😍

2.6K 86 5
                                    

- Karol!!!  No oddaj mi to!- krzyknęłam zła
- Nie, za to co powiedziałaś Werce nie ma mowy
- Ale to były tylko żarty no!! Oddawaj!
- Nie
- Dobra - powiedziałam i podeszłam do stołu na którym leżała kamera - albo oddasz mi telefon albo to - pokazałam na kamere - zleci z dachu na ziemie a obiecuje Ci że nie odkupie ci tej kamery
- Dobra masz - powiedział a ja wzięła swoją własność i usiadłam na kanapie. Melani u nas już nie ma od 2 dni.
- Nara- powiedział i odszedł. Ja siedziałam na kanapie i patrzyłam się w telefon gdy znikąd pojawił się Trombalski obok mnie
- Hejka czegoś chcesz?
- Hej. Pamiętasz coś mi obiecałaś a wczoraj były urodziny Karola
- Koniecznie dziś?
- Tak
- Dobra to  o której?
- 18 w salonie pasuje? 
- Pasuje - powiedziałam i odeszłam miałam tylko 3 godziny. Poprosiłam Werke o pomoc. Po 2,5 po gdzinach byłam gotowa. Zeszłam na dół o 17:58. Mati już tam był. Jak i reszta. Niestety.

- A oto przed wami Oliwia królowa Domu Ekipy! - powiedziała Wera zwracając przy tym uwagę domowników
- Ta dam! - powiedziałam. Popatrzyłam na nich i podeszłam tam gdzie siedzieli - zamknijcie buzie bo wam muchy powlatują- powiedziałam i podeszłam do Tromby dawając mu całusa w policzek
-Ładnie wyglądasz - powiedział Majk
- Dzięki. Mati idziemy?
- Tak tak chodź
- Czekaj! Gdzie ty ją zabierasz? - zapytał Karol
- Nie twoja sprawa pa - powiedziałam i wyszłam z Mati.

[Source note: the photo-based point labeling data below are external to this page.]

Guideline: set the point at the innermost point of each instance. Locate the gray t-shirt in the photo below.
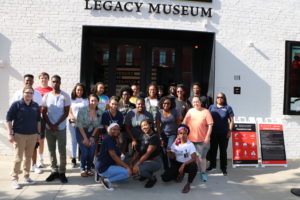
(55, 105)
(133, 119)
(168, 124)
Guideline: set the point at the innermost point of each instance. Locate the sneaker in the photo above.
(74, 165)
(151, 182)
(28, 180)
(52, 177)
(41, 163)
(35, 169)
(186, 188)
(224, 171)
(107, 184)
(142, 178)
(122, 156)
(15, 184)
(97, 178)
(211, 169)
(62, 177)
(203, 177)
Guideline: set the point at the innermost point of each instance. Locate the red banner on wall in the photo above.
(244, 145)
(272, 145)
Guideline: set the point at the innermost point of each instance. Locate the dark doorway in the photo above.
(121, 56)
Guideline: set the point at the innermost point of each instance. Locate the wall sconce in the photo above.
(251, 44)
(1, 63)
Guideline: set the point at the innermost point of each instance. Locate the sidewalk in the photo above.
(273, 183)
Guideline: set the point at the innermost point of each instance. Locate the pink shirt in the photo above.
(198, 122)
(43, 91)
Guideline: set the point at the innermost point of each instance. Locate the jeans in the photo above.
(168, 141)
(221, 142)
(87, 153)
(173, 172)
(61, 138)
(72, 130)
(115, 174)
(148, 167)
(24, 145)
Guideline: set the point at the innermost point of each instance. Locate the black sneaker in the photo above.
(224, 171)
(63, 178)
(142, 178)
(74, 165)
(106, 184)
(52, 177)
(210, 169)
(151, 182)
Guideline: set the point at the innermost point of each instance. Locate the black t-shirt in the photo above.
(150, 140)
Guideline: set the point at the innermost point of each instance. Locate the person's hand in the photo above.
(11, 138)
(181, 168)
(228, 134)
(206, 141)
(168, 149)
(136, 169)
(129, 171)
(134, 144)
(54, 127)
(86, 141)
(38, 138)
(92, 140)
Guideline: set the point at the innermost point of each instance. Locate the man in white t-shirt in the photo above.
(37, 97)
(28, 81)
(56, 105)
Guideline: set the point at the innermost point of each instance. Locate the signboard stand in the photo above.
(244, 143)
(272, 144)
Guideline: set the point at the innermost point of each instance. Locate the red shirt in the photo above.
(44, 91)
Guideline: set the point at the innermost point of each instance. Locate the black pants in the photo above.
(172, 173)
(221, 142)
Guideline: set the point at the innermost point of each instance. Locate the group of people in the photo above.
(121, 136)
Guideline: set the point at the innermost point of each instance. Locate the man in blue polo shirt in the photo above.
(23, 124)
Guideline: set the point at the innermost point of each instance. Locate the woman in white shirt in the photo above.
(185, 154)
(78, 100)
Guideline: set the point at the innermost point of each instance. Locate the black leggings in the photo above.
(172, 173)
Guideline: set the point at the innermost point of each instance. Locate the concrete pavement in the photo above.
(272, 183)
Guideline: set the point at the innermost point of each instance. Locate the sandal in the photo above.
(186, 188)
(83, 174)
(90, 173)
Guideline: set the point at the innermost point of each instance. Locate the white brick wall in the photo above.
(236, 23)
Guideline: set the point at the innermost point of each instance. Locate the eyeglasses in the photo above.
(181, 133)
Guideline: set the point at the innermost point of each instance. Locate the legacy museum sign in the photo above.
(139, 7)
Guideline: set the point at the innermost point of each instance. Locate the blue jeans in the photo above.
(115, 174)
(72, 130)
(87, 153)
(168, 141)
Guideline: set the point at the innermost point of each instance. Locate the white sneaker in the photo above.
(41, 163)
(29, 181)
(15, 184)
(35, 169)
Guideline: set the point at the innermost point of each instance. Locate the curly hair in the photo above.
(172, 100)
(126, 89)
(73, 93)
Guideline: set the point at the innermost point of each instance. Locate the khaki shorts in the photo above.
(201, 149)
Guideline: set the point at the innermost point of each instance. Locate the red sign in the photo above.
(272, 144)
(244, 144)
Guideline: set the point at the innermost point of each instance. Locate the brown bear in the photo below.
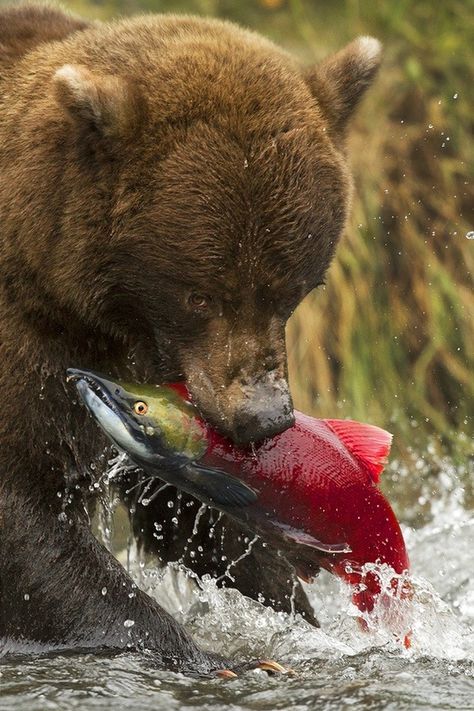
(170, 190)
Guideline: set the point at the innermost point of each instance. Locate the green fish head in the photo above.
(144, 420)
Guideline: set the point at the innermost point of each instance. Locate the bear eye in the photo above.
(199, 301)
(140, 407)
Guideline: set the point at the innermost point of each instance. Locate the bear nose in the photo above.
(267, 412)
(258, 426)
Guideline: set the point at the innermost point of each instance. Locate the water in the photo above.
(337, 667)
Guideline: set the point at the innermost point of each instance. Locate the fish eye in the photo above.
(199, 301)
(140, 407)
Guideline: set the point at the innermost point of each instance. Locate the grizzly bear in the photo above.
(170, 190)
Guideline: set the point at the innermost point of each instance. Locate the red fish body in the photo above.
(318, 480)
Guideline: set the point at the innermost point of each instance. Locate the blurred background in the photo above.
(390, 339)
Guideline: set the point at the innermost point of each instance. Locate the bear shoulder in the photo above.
(24, 27)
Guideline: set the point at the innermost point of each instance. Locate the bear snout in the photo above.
(266, 409)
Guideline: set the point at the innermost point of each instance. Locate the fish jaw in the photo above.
(103, 400)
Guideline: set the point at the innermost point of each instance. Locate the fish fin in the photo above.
(220, 487)
(305, 539)
(370, 444)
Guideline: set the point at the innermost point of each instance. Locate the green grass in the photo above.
(391, 337)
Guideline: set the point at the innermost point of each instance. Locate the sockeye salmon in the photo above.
(310, 491)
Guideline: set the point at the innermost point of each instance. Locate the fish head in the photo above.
(147, 422)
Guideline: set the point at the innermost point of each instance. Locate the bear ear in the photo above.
(339, 82)
(101, 102)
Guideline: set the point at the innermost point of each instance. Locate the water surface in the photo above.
(337, 667)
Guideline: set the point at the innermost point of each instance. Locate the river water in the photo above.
(338, 666)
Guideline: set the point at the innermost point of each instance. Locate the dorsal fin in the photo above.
(368, 443)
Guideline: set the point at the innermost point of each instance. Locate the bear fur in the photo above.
(170, 189)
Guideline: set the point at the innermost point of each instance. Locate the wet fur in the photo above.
(141, 161)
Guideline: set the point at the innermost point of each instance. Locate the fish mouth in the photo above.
(107, 402)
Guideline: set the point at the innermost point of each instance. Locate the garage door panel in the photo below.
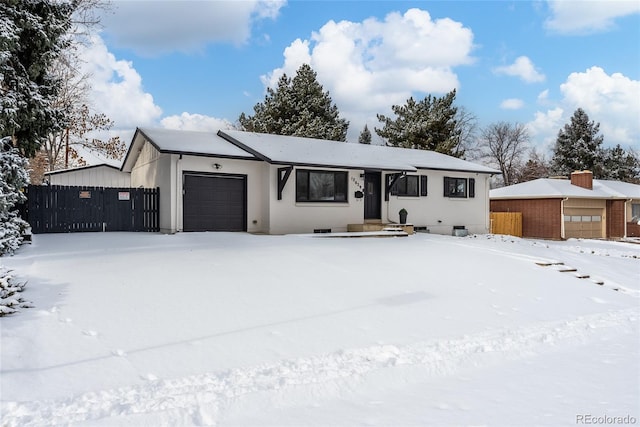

Pojechaliśmy do restauracji. Zjedliśmy i poszliśmy do parku. Było naprawdę super. Usiedliśmy na ławce była chwila ciszy. Postanowiłam ją przerwać.
- Dlaczego chciałeś się spotkać akurat po urodzinach Karola?
- Nie wiem jakoś samo tak wyszło. Podobasz mi się, ale nie wiem czy tak poprostu jak przyjaciołka czy tak jak no wiesz
- Wiem głupku i nie musisz mówić- powiedziałam i go pocałowałam.......... w policzek.

Była 21 jak wróciliśmy do domku.
- Hej i jak było?
- Dobrze. - powiedziałam i usiadłam na kanapie
-Zaśpiwasz nam coś?
- Zależy co chcecie
- Lay Low?
- Ok-  odpowiedziałam i zaśpiewałam im tą piosenkę

Hejka 😪 Sorki, że ten rozdział jest taki krótki, ale straciłam wczoraj osobę na  której mi bardzo zależało i wiem gdyby miał w sobie trochę odwagi to powiedziałby mi to w twarz a nie przez inną osobę. Bardzo tęskie za nim i mam nadzieję, że kiedyś zrozumie swój błąd. A ja mam nadzieję, że wam spodobał się ten rozdział...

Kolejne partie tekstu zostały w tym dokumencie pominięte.